Philosophy seminar: A Theory of Egalitarian Justice

Speaker: Abosede Priscilla Ipadeola

Postcontractarianism is a political theory that argues that egalitarianism cannot be founded on agreement, but on understanding. Over the course of about half a millennium, scholars, and theorists of political ideas have celebrated the contractarian theory of justice. Even though the social contract has faced criticism from time to time, many scholars view it as an ideal theory of egalitarian justice.

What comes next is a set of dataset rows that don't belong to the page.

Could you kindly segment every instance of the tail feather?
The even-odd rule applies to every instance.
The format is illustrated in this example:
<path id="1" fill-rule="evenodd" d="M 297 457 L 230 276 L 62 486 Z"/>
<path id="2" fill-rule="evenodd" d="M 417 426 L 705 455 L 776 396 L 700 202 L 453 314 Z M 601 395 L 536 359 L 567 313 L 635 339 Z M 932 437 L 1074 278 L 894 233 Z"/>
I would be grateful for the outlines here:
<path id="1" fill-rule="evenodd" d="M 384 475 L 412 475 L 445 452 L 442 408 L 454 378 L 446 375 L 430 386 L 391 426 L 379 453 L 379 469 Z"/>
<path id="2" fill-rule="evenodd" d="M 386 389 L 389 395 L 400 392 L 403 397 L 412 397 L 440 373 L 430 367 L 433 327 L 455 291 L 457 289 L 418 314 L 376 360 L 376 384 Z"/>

However, just like Carole Pateman and Charles Mills have already argued, contractarianism justifies gender and racial inequalities because it promotes equality among the white male population while excluding and marginalizing women and people of color. Thus, the social contract cannot engender or ensure equality, as it is not designed for that purpose. There have been various attempts by contractarians to redefine and improve the theory.

In the end, however, since agreement is the core of the social contract, the theory cannot achieve equality. This is because contractarianism abysmally fails to produce equality at a level beyond the contractor’s immediate society and era. Therefore, postcontractarianism is proposed as a viable alternative to social contract theory. According to postcontractarianism, a more egalitarian society can be built on the Hegelian philosophy of history.

Priscilla is a senior lecturer in philosophy at the University of Ibadan, Nigeria, and also currently a postdoctoral fellow at the Katholische Universitat Eichstatt-Ingolstadt in Germany, funded by the Humboldt Foundation. She has just published a book on feminist African philosophy with Routledge.